Opinião- JORNAL O POPULAR
02/05/2013
Cigarro pode ser remédio?
Está de volta, mais uma vez, a polêmica sobre cigarros. Desta vez, não
apenas sobre os males à saúde que seu uso gera; mas também sobre o
desejo de fabricantes de conseguir, por enquanto em outros países, que
sejam registrados como medicamento, vendável em farmácias, o cigarro
eletrônico - com teor reduzido de alcatrão, porém mantendo a nicotina e
centenas, às vezes milhares, de aditivos. A Grã-Bretanha está analisando
o pedido de registro do e-cigarro como medicamento, a Nova Zelândia
também. Mas esta pretende aumentar o preço do maço de cigarros para R$
120. A Austrália e o Canadá proibiram sua fabricação. Nos Estados
Unidos, os e-cigarros são classificados como produtos à base de tabaco -
mas uma das maiores fabricantes do mundo (British American Tobacco),
que comprou a indústria produtora da novidade, quer mudar a
classificação. E assim ter o melhor de dois mundos – fabricar o veneno e
também o suposto remédio. No Brasil, a polêmica está até no Congresso,
onde há projetos que querem impedir a Agência de Vigilância Sanitária de
proibir – como fez – a comercialização de cigarros com sabor e cheiro
artificiais.
O argumento dos defensores do cigarro eletrônico é de que ele não emite
cheiros, não gera fumaça tóxica, não incomoda nem prejudica
não-fumantes. Com isso, poderia até ser receitado por médicos, porque no
mínimo ajudaria a reduzir o consumo. Mas as resistências são muito
fortes. O tabaco já é a segunda maior causa de mortes no mundo (6
milhões por ano, 100 mil das quais no Brasil), após a hipertensão (New Scientist,
23/2); em média, reduz em 10 anos a expectativa média de vida dos
fumantes inveterados.

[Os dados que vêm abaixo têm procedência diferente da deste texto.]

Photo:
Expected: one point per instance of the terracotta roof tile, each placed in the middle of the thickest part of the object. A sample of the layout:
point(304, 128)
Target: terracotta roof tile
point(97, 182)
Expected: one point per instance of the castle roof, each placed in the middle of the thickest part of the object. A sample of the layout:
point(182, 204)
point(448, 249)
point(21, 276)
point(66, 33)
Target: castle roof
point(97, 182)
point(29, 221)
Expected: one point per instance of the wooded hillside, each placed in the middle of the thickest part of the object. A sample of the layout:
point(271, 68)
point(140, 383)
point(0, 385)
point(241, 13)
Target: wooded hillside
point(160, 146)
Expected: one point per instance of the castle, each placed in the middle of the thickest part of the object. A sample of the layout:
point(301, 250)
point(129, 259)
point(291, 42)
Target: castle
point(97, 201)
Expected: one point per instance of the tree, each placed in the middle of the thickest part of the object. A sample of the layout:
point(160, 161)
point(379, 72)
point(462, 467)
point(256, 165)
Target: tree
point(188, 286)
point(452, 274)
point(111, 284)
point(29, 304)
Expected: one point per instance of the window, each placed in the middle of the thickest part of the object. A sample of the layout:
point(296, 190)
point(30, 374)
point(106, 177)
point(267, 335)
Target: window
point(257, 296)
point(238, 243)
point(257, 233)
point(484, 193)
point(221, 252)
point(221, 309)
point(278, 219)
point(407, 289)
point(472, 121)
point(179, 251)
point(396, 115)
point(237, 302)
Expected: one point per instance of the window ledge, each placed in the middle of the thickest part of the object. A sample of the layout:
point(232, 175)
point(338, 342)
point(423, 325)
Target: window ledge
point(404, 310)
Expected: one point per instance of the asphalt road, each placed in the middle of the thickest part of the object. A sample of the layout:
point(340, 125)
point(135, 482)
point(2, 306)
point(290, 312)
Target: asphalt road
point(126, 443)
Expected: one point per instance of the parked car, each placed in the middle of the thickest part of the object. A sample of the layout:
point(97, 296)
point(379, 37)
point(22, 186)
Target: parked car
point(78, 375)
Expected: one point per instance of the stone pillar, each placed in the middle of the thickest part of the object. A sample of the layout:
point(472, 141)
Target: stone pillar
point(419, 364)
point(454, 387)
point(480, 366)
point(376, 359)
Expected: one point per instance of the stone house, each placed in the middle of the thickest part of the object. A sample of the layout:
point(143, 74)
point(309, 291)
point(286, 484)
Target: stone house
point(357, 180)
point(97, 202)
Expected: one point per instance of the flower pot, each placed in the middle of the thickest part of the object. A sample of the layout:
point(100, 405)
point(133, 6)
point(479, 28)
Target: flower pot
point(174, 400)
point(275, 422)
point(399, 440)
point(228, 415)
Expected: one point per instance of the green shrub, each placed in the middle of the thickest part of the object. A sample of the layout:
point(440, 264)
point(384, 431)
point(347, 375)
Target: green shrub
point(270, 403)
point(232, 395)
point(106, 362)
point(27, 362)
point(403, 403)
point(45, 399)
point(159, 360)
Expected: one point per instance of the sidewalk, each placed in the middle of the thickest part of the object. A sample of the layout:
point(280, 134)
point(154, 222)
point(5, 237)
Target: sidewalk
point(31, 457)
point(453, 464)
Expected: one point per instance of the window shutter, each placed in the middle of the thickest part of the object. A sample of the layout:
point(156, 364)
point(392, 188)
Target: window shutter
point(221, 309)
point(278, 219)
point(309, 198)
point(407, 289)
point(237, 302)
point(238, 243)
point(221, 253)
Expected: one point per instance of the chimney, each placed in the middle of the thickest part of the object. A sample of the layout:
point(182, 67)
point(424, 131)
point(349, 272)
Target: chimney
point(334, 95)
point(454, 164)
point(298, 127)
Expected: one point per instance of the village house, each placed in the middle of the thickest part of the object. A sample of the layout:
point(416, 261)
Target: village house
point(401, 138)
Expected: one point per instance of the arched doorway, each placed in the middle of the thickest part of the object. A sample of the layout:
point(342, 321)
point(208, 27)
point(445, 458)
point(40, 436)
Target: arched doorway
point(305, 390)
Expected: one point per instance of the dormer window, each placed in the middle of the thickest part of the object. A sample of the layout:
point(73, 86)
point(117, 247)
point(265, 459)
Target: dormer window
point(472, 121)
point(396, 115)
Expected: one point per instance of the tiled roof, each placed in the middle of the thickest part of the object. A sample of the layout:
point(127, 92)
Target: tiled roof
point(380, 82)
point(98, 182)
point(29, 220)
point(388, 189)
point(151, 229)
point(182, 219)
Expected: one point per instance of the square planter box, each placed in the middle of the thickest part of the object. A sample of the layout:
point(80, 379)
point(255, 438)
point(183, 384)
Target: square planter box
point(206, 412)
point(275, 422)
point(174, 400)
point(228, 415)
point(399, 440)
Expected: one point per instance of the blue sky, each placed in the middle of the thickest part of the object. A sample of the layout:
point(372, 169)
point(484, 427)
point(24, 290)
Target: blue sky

Diz a Sociedade Americana do Câncer que neste
século um bilhão de pessoas morrerão por consumo de tabaco ou exposição a
ele. Na China, atualmente já morrem 1,2 milhão por ano.
Mas a briga segue. Os adversários do e-cigarro, como os que o estudam
na Universidade da Califórnia, lembram que ele espalha uma nuvem tóxica
no ar. A Organização Mundial de Saúde diz que sua segurança ainda está
por ser provada. No Brasil, argumenta-se que o poder público gasta mais
de R$ 20 bilhões por ano com o tratamento de doenças provocadas pelo
fumo (cerca de um terço do orçamento do Ministério da Saúde; três vezes
mais do que os impostos recolhidos pelos fabricantes). Enquanto isso, a
indústria do setor já é a segunda maior exportadora no mundo (o País é o
maior produtor de fumo). Sem falar em que cerca de 30% dos cigarros
consumidos no País entram por contrabando, sem nada pagar em taxas.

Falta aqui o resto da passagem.